Choose arbitrary $\epsilon > 0$ and arbitrary probability distribution $D$ over $[0, 1]$.
For a given natural number $m$, sample $S_m = (x_1, x_2, ..., x_m)$ as indepentent identically distributed random variables from $D$. Let $\overline{S_m} = max ({x_1, ... x_m})$.

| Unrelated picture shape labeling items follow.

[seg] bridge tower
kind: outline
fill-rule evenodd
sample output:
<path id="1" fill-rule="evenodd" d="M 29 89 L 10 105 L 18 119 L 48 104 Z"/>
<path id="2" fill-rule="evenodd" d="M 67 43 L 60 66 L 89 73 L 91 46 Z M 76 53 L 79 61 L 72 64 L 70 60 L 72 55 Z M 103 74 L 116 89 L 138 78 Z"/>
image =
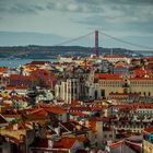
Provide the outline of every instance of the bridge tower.
<path id="1" fill-rule="evenodd" d="M 94 54 L 98 57 L 98 31 L 95 31 L 95 49 Z"/>

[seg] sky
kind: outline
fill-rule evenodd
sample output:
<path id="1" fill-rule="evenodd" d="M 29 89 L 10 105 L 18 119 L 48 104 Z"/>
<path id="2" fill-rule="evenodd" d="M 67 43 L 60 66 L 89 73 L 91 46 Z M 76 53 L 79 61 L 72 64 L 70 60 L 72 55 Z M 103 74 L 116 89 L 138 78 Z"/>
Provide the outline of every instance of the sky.
<path id="1" fill-rule="evenodd" d="M 0 46 L 94 46 L 94 31 L 138 44 L 116 42 L 99 34 L 99 46 L 153 50 L 153 0 L 0 0 Z"/>

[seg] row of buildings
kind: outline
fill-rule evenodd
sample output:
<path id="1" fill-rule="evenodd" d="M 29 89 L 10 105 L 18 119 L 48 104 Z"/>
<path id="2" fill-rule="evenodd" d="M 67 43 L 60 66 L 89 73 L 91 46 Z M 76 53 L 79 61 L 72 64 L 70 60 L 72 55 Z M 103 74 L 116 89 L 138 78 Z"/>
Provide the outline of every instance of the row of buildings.
<path id="1" fill-rule="evenodd" d="M 114 152 L 121 144 L 151 153 L 152 103 L 151 57 L 0 68 L 0 152 Z"/>

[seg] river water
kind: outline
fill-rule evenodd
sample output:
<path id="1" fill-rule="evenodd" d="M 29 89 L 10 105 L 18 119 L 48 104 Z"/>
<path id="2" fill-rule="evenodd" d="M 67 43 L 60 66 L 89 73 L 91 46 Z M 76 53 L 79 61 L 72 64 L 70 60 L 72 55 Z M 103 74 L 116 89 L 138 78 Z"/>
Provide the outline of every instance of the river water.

Now consider the probability that a newly sampled random variable $x$ will be larger than $\overline{S_m}$, that is consider $P({S_m})$ = $P_{x \sim D}${x > $\overline{S_m}$}
We are interested in the probability $Q(m)$ of obtaining a sample $S_m$, for which $P(S_m) > \epsilon$, that is:
$Q(m)$ = $P_{S_m \sim D^m}${$P(S_m) > \epsilon$}.
a) Is it true that $Q(m)\rightarrow 0$ as $m$ tends to infinity, regardless of the initial choice of $\epsilon$ and $D$?
b) If a) is true, can one state an explicit bound function (parameterised by $\epsilon$ but independent of $D$) $F_\epsilon : N \rightarrow [0,1]$ such that $Q(m) < F_\epsilon(m)$ and $F_\epsilon(m) \rightarrow 0$ for large m?
Let $F$ be the CDF for the distribution $D$, and $y = \inf \{v: F(v) \ge 1-\epsilon\}$. Thus $F(y) \ge 1-\epsilon$ but $F(t) < 1-\epsilon$ for $t < y$.
If $\max(S_m) \ge y$, $P(S_m) = 1-F(y)\le \epsilon$ but if $\max(S_m) < y$, $P(S_m) > \epsilon$. Thus $Q(m) = P(\max(S_m) < y) = F(y-)^m$ (i.e. $\lim_{v \to y-} F(y)^m$). In particular $Q(m) \le (1-\epsilon)^m \to 0$ as $m \to \infty$.